J'ai fait mon coming out... en début d'année! A part pour une de mes cousines qui a suivi mes questionnements et mes découvertes depuis le début, j'ai tardé à le faire non pas par crainte des réactions de mes parents mais parce qu'ils étaient en pleine séparation et que je l'occasion de le faire ne se présentait pas. J'ai dit à ma mère que j'avais une copine quand elle m'a demandé ce qu'il se passait dans ma vie, elle a été surprise mais était contente et on a pas mal parlé de ça, je lui ai présenté la fille en question le lendemain. (J'abrège je sais que le sujet n'est pas le coming out =O), puis je l'ai dit à mon frère après une grosse dispute avec mon père dont il est venu me sauver. Sa réaction: "Tant mieux si tu le vis bien! Moi je me demande si ça n'aurait pas été mieux que je sois gay, parfois. Dis le à papa, ça lui fera plaisir!", donc un ou deux jours après je le disais à mon père qui a été très vexé que je l'ai dit à ma mère en premier, et qui lui avait deviné depuis un certain temps. Pour les deux ça a été perçu comme une marque de confiance, comme une démarche que je faisais pour les inclure dans ma vie.
Depuis, j'ai l'impression que mon homosexualité a créé des liens de complicité dans ma famille. Déjà, moi qui trouvais toujours un bon moyen d'être là où on m'attendait le moins, j'ai trouvé ma place, je me cherche moins. Ensuite, je parle de filles avec mon paternel qui en connaît un rayon en la matière et est je crois ravi de la perspective d'avoir deux belles-filles potentielles plutôt qu'un spécimen de chaque. C'est un sujet de rigolade, et un des rares sur lesquels on ne risque pas de se disputer.

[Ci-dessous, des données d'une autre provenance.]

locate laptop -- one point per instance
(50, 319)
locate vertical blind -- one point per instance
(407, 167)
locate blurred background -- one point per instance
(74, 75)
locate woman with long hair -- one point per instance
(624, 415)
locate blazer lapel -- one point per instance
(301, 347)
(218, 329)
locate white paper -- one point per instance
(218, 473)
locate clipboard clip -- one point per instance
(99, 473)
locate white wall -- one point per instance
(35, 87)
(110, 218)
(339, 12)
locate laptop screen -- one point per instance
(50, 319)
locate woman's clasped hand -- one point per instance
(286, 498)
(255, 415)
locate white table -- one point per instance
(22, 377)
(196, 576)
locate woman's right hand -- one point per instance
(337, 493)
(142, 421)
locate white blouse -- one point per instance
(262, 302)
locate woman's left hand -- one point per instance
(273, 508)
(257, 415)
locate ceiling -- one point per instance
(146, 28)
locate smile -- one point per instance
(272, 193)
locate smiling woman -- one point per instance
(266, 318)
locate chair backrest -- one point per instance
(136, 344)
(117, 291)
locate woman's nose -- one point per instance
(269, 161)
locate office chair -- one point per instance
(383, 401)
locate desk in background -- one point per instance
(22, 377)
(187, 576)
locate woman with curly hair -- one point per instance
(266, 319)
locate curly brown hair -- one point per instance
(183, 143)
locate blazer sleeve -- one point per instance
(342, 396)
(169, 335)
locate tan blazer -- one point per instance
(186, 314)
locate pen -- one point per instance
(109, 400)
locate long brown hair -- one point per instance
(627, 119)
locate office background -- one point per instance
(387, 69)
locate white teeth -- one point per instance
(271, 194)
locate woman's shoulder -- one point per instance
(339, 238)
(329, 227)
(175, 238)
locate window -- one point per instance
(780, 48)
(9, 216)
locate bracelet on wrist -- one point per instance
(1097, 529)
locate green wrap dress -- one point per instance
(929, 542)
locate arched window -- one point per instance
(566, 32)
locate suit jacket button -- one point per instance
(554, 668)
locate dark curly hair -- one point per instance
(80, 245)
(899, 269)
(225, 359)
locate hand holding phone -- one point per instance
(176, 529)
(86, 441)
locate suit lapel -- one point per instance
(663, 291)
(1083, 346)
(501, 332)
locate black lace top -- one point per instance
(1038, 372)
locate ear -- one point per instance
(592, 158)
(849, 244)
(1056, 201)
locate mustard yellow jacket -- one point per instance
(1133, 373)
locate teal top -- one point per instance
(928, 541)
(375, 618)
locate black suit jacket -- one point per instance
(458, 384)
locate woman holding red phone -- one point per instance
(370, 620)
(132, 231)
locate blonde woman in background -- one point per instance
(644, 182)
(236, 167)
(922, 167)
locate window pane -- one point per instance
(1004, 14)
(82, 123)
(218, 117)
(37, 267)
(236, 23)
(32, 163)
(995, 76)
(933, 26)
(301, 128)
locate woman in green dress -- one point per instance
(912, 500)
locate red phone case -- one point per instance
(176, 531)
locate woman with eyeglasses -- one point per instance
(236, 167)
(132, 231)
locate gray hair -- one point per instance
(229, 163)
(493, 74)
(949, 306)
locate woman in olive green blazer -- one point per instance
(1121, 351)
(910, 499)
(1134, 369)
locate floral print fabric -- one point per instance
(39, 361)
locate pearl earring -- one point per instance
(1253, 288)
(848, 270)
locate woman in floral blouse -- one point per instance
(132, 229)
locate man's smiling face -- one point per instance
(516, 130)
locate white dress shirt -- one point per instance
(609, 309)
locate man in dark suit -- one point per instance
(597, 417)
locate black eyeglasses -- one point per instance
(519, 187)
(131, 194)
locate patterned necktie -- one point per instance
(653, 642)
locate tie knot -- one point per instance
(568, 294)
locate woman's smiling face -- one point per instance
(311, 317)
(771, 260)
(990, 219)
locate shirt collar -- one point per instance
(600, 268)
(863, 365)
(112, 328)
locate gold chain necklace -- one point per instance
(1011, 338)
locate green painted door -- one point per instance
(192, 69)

Il y a deux jours, je mangeais avec ma mère, ma tante et ma cousine (paternelles) et je ne sais plus comment mais le sujet des enfants est venu sur la table et ma cousine, l'ainée de cette génération de la famille, a dit qu'elle ne pensait pas être la première qui en aurait. J'ai répondu avec un grand sourire que ce ne serait certainement pas moi non plus et tout le monde a éclaté de rire, y compris ma tante à qui je ne l'avais pas dit mais qui a tempéré par un "les choses avancent, juridiquement, ça sera pas toujours si compliqué!", et ma mère d'ajouter "comment, ça tient plus, ton plan avec xxami-d-'enfancexx?". Ces réactions m'ont donné du baume au coeur, surtout que je suis la première homo dans la famille à ma connaissance, mis à part un lointain cousin qui se serait même marié. De façon générale, quand j'étais petite je savais que je pouvais devenir qui je voulais. Même dans les questions-un-peu-chiantes de cousins et cousines que je ne voyais pas souvent, et qui me sortaient "Alors, et toi, il y a un garçon qui te plaît? Non? Une fille?"...
Voilà voilà. Je ne le dirai quand même pas à tout le monde, mes grands parents par exemple n'ont pas besoin de le savoir. Peut-être qu'ils le prendraient très bien, mais je ne prendrai pas le risque de créer ne serait-ce qu'une légère gêne. J'ai quand même abordé le sujet du mariage homo avec ma grand-tante, ce que personne n'avait osé avant moi héhé. Je leur en parlerai sans hésiter s'ils s'y intéressent ou si je rencontre une fille tellement géniale que je voudrai la faire connaître au monde entier.
Je tiens à indiquer à ceux qui n'ont pas reçu un accueil aussi simple que le mien qu'ils ont toute mon admiration... Il vous a fallu un courage autrement plus conséquent!